とても悔しいのですが、傑作だと思います。



今、AmazonでDVDをカートに入れてしまいました。3,900円。。「購入する」ボタンを押すかどうか激しく迷っているところです。 ほんとに買うかどうか、もうちょっと悩もうと思っているのですが、「いいな〜」と思った映画でもDVDを買おうと思う映画はそれほど多くないので、やっぱり自分には、とてもはまった映画だったということなんだと思います。







邦題は「恋に落ちる確率」ですが、原題の「Reconstruction」の方がしっくり来るのではないでしょうか。



コラージュのような作りになっていて、シーンとシーンは時系列に繋がっているようで繋がっていません。 その断片の繋ぎ合わせ方によって、複数通りの解釈が成立する、まさにReconstruction(再構築)を要求される映画です。

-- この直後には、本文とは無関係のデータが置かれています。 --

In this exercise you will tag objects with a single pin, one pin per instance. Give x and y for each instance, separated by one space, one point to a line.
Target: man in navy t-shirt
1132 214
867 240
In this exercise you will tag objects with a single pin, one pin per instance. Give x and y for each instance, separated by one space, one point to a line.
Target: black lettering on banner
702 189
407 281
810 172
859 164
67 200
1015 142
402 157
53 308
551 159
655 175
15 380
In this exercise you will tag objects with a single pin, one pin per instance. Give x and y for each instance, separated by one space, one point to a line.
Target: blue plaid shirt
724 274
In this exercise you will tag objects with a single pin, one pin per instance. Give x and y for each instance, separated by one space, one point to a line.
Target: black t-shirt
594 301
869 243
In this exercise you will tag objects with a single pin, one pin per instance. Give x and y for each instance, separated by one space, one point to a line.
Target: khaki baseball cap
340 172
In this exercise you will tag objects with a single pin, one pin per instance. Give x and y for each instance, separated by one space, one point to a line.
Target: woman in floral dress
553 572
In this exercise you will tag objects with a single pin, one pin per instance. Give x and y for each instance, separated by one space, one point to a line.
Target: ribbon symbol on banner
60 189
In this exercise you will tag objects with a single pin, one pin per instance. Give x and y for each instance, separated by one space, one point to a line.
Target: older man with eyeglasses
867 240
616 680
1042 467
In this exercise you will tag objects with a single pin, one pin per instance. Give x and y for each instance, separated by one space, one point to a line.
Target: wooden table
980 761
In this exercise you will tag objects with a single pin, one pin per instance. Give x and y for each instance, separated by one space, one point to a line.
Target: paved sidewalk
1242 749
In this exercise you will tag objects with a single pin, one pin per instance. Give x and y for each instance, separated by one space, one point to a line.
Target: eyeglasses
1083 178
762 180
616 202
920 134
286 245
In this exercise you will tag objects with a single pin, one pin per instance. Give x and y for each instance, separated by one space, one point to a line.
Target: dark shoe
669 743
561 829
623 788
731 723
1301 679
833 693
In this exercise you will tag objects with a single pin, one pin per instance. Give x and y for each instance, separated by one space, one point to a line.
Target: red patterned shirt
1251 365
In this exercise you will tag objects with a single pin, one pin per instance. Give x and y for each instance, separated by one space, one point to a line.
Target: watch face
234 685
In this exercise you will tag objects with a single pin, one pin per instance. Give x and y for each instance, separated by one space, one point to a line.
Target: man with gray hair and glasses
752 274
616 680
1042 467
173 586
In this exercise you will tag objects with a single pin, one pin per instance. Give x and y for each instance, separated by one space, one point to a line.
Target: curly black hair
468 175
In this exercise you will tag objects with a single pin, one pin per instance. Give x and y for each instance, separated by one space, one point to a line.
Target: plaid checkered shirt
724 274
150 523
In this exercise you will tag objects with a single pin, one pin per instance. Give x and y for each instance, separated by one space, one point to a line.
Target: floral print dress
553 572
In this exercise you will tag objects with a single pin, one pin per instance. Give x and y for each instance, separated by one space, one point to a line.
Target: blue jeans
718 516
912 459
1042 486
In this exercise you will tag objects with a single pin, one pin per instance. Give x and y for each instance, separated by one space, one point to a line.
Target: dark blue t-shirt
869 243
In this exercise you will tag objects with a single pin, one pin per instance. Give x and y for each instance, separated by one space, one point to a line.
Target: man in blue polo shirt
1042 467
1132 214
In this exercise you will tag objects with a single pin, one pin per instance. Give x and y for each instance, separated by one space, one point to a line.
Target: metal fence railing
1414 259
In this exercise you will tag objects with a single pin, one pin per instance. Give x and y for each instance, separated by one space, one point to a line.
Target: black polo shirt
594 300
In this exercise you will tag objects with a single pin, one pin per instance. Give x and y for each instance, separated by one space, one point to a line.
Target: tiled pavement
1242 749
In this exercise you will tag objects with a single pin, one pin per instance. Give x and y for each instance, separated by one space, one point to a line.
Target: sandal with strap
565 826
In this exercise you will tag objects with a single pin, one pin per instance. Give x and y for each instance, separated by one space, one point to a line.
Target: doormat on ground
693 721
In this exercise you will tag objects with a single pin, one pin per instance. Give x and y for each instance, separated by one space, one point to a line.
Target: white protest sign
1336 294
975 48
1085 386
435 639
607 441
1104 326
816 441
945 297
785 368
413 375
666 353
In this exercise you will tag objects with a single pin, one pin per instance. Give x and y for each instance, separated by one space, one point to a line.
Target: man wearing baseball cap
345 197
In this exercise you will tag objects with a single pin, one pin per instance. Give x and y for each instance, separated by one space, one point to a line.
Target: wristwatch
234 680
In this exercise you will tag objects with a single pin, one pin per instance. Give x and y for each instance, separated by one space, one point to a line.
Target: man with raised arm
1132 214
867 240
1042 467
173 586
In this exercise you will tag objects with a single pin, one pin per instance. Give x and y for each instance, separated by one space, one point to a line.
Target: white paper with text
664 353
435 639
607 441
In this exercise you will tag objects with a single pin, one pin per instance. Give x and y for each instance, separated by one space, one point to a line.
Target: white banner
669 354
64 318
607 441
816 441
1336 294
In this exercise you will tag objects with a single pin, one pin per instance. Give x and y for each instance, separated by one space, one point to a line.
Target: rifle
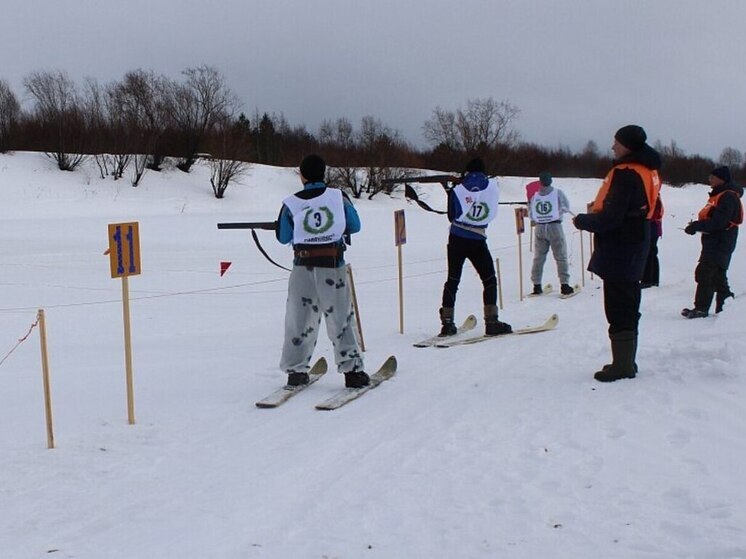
411 194
268 225
442 179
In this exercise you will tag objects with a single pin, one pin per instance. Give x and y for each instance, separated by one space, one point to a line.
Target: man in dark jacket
619 221
718 222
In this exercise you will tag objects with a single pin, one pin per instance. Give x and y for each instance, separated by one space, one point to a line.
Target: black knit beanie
476 165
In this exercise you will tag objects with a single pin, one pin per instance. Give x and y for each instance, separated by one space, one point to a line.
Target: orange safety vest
705 212
650 180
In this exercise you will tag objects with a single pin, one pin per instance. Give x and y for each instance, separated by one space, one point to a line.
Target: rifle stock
443 179
268 225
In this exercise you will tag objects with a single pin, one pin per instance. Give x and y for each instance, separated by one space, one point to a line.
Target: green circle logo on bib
544 207
318 221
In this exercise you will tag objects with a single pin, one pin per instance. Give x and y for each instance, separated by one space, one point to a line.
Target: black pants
622 305
475 251
651 275
710 278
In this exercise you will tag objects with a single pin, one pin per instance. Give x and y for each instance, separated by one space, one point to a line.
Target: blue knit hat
632 137
313 168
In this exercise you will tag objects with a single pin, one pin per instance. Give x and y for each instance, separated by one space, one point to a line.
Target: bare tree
58 110
483 125
229 147
376 144
196 107
142 98
10 113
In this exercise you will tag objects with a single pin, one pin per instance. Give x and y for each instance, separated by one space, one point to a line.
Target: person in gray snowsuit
546 208
316 221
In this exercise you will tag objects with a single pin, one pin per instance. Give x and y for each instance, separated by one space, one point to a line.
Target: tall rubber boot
448 327
623 351
635 365
492 326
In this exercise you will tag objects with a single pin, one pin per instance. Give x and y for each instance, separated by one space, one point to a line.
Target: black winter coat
621 231
718 239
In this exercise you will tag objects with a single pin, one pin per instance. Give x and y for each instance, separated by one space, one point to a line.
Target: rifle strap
264 252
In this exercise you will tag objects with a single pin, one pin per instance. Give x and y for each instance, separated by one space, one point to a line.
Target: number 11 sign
124 249
124 261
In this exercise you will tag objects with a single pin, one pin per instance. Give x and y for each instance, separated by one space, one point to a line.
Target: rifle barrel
269 225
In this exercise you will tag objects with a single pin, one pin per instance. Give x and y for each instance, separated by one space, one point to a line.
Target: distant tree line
136 122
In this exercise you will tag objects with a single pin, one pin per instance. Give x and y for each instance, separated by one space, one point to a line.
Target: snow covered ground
503 449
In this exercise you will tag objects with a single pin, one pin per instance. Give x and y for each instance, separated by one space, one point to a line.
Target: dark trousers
710 278
622 305
475 251
651 275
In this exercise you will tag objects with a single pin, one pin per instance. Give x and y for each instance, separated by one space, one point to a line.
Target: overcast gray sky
577 69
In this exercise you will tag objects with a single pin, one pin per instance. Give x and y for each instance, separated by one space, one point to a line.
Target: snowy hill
503 449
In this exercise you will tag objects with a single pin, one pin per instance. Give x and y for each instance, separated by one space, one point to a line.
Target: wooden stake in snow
520 214
124 260
400 238
353 294
499 282
45 378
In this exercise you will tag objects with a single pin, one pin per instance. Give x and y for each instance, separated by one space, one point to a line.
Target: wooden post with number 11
124 261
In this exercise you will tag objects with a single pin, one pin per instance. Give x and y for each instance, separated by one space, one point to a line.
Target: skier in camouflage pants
316 220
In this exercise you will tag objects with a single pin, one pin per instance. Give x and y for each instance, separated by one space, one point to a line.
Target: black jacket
718 238
621 231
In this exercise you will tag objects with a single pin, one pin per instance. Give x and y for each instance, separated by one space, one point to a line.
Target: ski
575 290
547 288
346 395
469 324
282 395
550 324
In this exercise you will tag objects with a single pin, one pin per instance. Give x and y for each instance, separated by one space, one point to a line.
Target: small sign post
124 261
520 214
400 238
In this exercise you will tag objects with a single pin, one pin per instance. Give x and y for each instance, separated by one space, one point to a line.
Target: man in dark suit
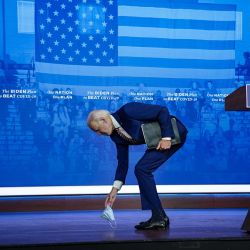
124 128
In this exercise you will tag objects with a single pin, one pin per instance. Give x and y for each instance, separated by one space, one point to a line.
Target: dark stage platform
189 229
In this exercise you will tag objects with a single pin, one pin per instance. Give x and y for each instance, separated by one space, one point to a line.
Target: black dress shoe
165 218
152 225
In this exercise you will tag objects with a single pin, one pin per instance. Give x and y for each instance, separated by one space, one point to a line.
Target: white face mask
108 215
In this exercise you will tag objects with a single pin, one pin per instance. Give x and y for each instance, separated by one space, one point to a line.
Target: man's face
103 127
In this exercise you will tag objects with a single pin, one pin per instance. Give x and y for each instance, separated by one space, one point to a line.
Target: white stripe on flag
120 71
202 54
149 32
191 14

シーンを構成するセリフにも小物には、明確な役割が与えられて居ないにも関わらず、纏めて見ると、「運命的な愛に出会ってしまった心情」が美しく表現されています。逆に言うと、1つ1つのセリフは難解で理解に苦しみます。いずれにしても、スクリーンに頭がのめり込みそうになるくらい集中して観てしまいました。





なんていうんだろ、上手く表現できないんですけど。





かといって、観ている間、完全に内省的な思考活動を要求されるのかと言われると、そういうわけでもなくて、例えばアレックスの恋人シモーネと、アレックスが惹かれてしまう人妻のアイメの二役を演じたマリア・ボネヴィーは本当に素晴らしい。

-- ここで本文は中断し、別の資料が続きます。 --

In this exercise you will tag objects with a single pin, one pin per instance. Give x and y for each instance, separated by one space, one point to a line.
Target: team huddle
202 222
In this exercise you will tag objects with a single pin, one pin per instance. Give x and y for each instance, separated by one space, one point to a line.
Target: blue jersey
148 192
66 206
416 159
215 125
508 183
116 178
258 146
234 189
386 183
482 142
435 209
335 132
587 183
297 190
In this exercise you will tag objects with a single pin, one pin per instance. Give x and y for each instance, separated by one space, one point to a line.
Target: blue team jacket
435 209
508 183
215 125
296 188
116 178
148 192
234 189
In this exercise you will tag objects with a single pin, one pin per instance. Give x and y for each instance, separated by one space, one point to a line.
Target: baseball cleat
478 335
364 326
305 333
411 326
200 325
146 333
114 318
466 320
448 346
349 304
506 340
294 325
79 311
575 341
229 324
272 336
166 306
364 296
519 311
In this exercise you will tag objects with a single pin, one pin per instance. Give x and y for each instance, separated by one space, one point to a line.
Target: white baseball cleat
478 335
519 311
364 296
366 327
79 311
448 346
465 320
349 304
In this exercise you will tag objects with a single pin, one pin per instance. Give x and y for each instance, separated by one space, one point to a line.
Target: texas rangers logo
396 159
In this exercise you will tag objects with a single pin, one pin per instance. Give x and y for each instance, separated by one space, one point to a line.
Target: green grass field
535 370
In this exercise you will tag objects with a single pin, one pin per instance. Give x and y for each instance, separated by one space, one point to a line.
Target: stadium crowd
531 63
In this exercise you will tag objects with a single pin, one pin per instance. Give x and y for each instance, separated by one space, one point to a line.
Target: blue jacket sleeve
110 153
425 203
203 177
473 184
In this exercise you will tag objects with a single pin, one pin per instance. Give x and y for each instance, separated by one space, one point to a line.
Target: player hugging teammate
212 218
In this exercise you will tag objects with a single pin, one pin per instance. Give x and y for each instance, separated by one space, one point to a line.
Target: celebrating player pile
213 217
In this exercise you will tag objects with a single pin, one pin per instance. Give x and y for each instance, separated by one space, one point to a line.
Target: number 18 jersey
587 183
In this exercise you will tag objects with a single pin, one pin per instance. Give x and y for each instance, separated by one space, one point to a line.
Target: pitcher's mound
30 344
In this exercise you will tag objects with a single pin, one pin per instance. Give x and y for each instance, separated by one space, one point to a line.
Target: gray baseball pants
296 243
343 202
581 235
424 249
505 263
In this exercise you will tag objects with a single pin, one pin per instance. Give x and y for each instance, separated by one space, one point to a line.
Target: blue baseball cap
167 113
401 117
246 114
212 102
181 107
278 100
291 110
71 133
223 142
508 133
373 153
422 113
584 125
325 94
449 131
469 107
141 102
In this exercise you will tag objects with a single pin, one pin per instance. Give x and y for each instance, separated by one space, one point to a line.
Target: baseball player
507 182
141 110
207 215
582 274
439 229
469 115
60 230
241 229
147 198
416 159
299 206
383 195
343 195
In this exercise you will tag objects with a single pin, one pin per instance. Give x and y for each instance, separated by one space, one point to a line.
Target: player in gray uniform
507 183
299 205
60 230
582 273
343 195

二役を演じていると最後まで気づかなかったほどの、印象的で対照的な2人の女性を演じています。



特に、アイメは、「運命の人」を印象付けるのに充分な外見で、ものすごい美人として魅了されます。



それから、フィルムがまた「その人」に出会った緊張感と心境を伝えることに貢献しています。KodakとFujiの名前がエンドロールで出ていましたが、個人的な印象としては、Agfa Ultra 100でポートレートを撮った時の色の感覚に近いです。 やわらかい日差しのところだと、このフィルムはやや飽和したような、濃いんだけど淡い微妙な色彩を出すのですが、その感覚です。







こんな映画観たこと無いです。いや、悔しいけどこれはDVD買うな、やっぱり。